Longitudinal Tracking

Track benchmark performance over time with tracking series.

Creating a series

labeille bench track init jit-perf --description "JIT performance over CPython commits"

Adding runs to a series

labeille bench track add jit-perf results/bench_20260303_140000 \
    --notes "CPython main @ abc1234" \
    --commit sha=abc1234,branch=main

Viewing series history

labeille bench track show jit-perf          # All runs
labeille bench track show jit-perf --last 5 # Last 5 runs

Pinning a baseline

Pin a specific run as the reference point for trend analysis:

labeille bench track pin jit-perf bench_20260301_100000
labeille bench track unpin jit-perf   # Remove pin

Trend analysis

Detect performance trends and regressions across the series:

labeille bench track trend jit-perf
labeille bench track trend jit-perf --condition jit --format markdown

Classifies each package as: stable, improving, regressing, or volatile.

Thresholds are configurable:

  • --regression-threshold 0.02 — per-run change threshold (fraction)
  • --trend-threshold 0.05 — overall slope threshold for classification

Regression alerts

Check for new regressions compared to the baseline and previous run:

labeille bench track alert jit-perf

Listing all series

labeille bench track list

Exporting Results

CSV (raw data)

One row per package per condition per iteration — for pandas, R, or spreadsheets:

labeille bench export results/bench_20260303_140000 --format csv
labeille bench export results/bench_20260303_140000 --format csv -o data.csv

CSV summary

One row per package per condition with aggregated statistics:

labeille bench export results/bench_20260303_140000 --format csv-summary

Markdown

Summary table suitable for GitHub issues and reports:

labeille bench export results/bench_20260303_140000 --format markdown

Output Files

A benchmark run produces:

results/bench_20260303_140000/
├── bench_meta.json       # System profile, Python profile, conditions, timing
└── bench_results.jsonl   # One JSON line per package with per-condition data

bench_meta.json contains:

  • System characterization (CPU, RAM, OS, kernel)
  • Python profile for each condition (version, JIT status, GIL, build flags)
  • Condition definitions as resolved
  • Execution timestamps

bench_results.jsonl contains per-package:

  • Per-condition iteration timings (wall, user, sys, RSS)
  • Descriptive statistics (mean, median, std, percentiles, IQR, CV)
  • Outlier flags
  • Per-test timings (if --per-test-timing was used)

System Profiling

Print system characterization for documentation and reproducibility:

labeille bench system
labeille bench system --target-python /opt/cpython/python
labeille bench system --json

Examples

JIT overhead measurement

# Create a profile
cat > jit-profile.yaml << 'EOF'
name: JIT overhead
iterations: 7
warmup: 2
conditions:
  jit:
    target_python: /opt/cpython-jit/python
    env: { PYTHON_JIT: "1" }
  nojit:
    target_python: /opt/cpython-jit/python
    env: { PYTHON_JIT: "0" }
EOF

# Run the benchmark
labeille bench run --profile jit-profile.yaml \
    --work-dir ~/bench-work --top 30

# View results
labeille bench show results/bench_*

# Compare conditions
labeille bench compare results/bench_*

Tracking JIT performance over time

# Initialize a series
labeille bench track init jit-tracking -d "Track JIT overhead across CPython commits"

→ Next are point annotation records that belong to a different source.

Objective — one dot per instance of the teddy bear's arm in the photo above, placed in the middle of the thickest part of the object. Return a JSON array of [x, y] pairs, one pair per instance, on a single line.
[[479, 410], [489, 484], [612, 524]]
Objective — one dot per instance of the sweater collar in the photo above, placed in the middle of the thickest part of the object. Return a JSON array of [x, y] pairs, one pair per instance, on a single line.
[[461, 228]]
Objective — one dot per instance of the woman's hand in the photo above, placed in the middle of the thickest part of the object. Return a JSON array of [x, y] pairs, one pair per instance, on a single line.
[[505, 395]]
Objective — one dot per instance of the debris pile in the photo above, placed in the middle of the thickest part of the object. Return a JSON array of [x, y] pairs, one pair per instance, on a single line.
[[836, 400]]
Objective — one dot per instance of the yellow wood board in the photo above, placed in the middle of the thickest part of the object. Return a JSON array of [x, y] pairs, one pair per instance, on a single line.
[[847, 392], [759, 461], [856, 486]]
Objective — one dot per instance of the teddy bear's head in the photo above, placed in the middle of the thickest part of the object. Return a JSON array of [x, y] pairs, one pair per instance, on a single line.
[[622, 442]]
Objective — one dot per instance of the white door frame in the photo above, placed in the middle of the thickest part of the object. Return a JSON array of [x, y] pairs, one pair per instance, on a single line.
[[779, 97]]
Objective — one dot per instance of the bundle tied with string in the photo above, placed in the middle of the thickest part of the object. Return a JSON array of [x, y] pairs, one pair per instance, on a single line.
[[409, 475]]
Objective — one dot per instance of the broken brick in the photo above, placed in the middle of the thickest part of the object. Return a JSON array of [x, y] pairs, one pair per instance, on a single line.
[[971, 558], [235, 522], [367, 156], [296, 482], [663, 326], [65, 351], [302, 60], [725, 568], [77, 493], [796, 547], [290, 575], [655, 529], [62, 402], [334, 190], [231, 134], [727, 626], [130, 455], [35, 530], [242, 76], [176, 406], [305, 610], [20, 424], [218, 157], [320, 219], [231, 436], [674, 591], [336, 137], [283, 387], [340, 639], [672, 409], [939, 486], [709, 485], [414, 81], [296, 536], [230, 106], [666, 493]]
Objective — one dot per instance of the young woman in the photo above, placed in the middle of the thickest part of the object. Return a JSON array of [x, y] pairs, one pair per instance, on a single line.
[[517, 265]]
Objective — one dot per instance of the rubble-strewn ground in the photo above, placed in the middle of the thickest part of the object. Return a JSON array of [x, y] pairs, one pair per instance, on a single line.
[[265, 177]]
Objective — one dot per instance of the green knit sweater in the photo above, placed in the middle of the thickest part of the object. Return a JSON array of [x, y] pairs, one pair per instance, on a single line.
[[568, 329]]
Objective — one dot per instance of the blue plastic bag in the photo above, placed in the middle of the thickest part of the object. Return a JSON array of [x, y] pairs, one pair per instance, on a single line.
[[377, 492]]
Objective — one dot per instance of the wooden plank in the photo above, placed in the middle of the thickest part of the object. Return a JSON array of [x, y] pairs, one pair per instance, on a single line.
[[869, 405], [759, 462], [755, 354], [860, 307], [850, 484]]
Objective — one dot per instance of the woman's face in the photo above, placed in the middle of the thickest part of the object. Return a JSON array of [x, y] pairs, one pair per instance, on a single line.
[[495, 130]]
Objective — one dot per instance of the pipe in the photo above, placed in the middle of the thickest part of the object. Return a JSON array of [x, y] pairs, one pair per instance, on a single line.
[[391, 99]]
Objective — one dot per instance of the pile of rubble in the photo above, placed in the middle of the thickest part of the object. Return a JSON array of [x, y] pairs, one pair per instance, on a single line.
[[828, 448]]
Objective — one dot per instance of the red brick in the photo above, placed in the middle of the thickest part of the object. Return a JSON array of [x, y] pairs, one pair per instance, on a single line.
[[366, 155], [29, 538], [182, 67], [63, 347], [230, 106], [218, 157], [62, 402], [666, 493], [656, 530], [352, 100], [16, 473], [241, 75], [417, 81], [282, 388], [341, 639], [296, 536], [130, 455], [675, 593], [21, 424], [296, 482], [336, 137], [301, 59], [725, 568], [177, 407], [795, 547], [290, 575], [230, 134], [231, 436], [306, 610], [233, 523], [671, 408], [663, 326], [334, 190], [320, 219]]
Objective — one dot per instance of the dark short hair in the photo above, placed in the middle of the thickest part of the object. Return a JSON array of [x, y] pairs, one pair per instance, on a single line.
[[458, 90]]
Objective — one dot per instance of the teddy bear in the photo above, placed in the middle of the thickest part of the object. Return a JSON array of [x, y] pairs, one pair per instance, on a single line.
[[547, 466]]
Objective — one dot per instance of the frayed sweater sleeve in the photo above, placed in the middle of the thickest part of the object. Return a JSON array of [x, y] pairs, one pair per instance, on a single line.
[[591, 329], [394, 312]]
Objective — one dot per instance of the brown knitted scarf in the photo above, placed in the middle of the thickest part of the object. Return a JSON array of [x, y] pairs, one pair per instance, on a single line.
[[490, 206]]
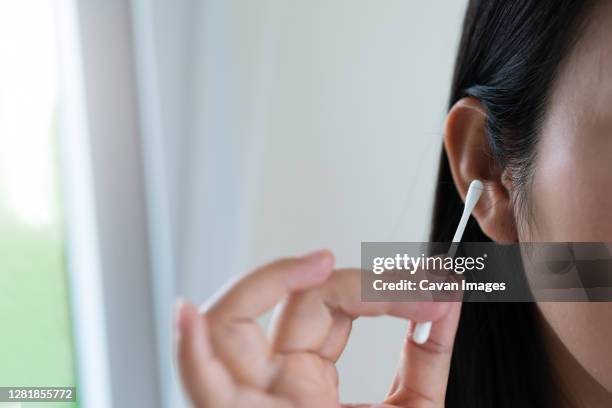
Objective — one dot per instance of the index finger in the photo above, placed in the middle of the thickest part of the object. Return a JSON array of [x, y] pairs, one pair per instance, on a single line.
[[259, 291]]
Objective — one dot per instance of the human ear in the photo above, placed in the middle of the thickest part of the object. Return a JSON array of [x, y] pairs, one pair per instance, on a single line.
[[469, 156]]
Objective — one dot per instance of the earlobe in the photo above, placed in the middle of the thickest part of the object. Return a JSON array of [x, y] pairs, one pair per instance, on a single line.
[[469, 156]]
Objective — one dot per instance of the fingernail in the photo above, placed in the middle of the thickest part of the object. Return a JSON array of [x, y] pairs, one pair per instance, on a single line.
[[421, 332]]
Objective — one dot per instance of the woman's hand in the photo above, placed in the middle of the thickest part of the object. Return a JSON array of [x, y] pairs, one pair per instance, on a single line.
[[226, 360]]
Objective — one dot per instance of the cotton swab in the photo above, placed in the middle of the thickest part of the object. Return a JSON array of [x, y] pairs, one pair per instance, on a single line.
[[422, 330]]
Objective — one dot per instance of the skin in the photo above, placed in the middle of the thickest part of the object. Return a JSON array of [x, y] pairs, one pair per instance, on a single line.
[[226, 360], [569, 197]]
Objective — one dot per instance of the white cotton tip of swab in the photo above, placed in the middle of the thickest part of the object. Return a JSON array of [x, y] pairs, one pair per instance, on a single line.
[[421, 332]]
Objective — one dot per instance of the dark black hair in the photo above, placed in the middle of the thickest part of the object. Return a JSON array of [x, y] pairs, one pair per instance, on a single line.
[[509, 56]]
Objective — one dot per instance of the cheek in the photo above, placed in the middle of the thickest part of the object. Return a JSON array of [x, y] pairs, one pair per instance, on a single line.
[[572, 189], [583, 330]]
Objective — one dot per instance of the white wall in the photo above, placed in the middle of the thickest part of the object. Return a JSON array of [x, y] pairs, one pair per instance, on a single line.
[[295, 125]]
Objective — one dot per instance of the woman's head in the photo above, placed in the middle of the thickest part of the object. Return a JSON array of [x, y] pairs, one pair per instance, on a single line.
[[529, 115]]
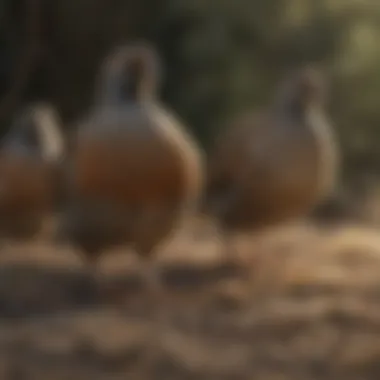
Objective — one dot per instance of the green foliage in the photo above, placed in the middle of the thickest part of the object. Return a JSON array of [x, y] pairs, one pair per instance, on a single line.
[[222, 56]]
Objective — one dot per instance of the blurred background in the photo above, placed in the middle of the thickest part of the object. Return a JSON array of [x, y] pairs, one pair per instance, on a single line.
[[313, 313], [218, 57]]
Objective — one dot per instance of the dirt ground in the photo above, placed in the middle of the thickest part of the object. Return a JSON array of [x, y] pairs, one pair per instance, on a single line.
[[300, 303]]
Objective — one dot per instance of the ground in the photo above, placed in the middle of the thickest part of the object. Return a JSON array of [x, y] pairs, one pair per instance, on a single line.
[[301, 303]]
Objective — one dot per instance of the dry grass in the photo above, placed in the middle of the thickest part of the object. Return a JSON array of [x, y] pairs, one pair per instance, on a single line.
[[301, 303]]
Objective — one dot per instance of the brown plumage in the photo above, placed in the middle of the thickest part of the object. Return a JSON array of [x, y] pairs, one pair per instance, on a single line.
[[134, 169], [274, 165], [29, 156]]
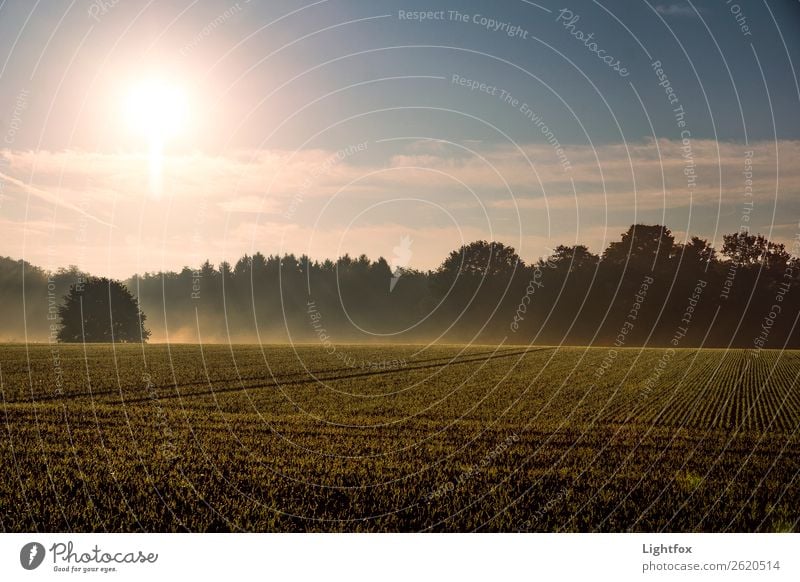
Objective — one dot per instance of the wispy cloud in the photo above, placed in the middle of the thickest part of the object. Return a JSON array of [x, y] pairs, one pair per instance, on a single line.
[[220, 207]]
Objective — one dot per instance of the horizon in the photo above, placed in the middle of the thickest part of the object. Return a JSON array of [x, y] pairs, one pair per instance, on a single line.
[[224, 133]]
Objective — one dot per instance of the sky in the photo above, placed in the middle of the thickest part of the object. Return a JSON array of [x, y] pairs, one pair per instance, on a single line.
[[145, 136]]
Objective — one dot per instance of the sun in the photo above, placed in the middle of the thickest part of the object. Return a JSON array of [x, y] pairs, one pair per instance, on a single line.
[[156, 110]]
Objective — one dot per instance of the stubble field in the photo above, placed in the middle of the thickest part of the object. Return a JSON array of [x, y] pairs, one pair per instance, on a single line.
[[397, 438]]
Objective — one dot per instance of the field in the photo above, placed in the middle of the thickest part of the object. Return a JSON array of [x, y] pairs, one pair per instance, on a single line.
[[401, 438]]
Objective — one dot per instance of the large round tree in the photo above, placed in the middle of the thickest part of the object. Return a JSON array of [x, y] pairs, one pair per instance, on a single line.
[[101, 310]]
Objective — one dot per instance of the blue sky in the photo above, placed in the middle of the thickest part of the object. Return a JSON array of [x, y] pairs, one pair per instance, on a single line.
[[274, 90]]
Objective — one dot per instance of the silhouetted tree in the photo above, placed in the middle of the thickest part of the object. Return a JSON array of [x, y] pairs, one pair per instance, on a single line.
[[101, 310]]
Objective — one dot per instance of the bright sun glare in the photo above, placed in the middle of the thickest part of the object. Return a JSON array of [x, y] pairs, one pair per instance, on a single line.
[[156, 110]]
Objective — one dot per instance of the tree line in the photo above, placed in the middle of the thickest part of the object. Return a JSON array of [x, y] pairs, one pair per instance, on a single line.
[[645, 288]]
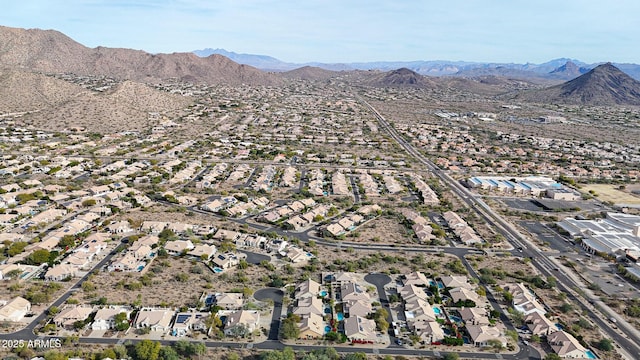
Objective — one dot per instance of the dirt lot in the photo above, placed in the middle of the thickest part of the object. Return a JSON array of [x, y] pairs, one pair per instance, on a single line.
[[41, 296], [514, 270], [384, 230], [611, 193]]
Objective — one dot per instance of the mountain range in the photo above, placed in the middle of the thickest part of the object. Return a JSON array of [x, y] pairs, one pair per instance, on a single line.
[[26, 55], [552, 70]]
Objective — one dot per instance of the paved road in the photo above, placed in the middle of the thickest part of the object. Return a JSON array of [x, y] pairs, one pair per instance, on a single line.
[[255, 258], [513, 236], [28, 332], [276, 295]]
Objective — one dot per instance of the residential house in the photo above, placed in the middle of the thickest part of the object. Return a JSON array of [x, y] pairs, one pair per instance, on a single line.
[[155, 319], [15, 309], [566, 346], [105, 317]]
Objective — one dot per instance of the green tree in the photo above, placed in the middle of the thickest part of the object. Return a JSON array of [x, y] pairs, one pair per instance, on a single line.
[[121, 321], [356, 356], [16, 248], [88, 202], [39, 257], [67, 241], [290, 329], [168, 353], [147, 350], [605, 345]]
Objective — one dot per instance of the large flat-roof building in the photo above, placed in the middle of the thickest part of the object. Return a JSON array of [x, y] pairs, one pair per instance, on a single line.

# After each CPython build, run and add:
labeille bench run --profile jit-profile.yaml --work-dir ~/bench
labeille bench track add jit-tracking results/bench_* --commit sha=$(git -C ~/cpython rev-parse HEAD)

# Check for regressions
labeille bench track trend jit-tracking
labeille bench track alert jit-tracking

Troubleshooting

High variance in measurements

  • Close other applications and background processes
  • Use --check-stability or --wait-for-stability
  • Pin CPU cores with --cpu-affinity to avoid migration
  • Check for thermal throttling (sustained heavy loads)
  • Increase --iterations for better statistical confidence

Mixed pass/fail across iterations

Flaky tests pollute timing data. Use --anomalies with bench show to identify packages with status_mixed anomalies. Consider adding --test-command-suffix "-k 'not flaky_test'" to exclude known flaky tests.

OOM kills

  • ASAN-enabled builds use ~2-3x memory; increase --memory-limit or use a non-ASAN build
  • Reduce --workers if running other processes
  • Check oom_detected field in results for confirmation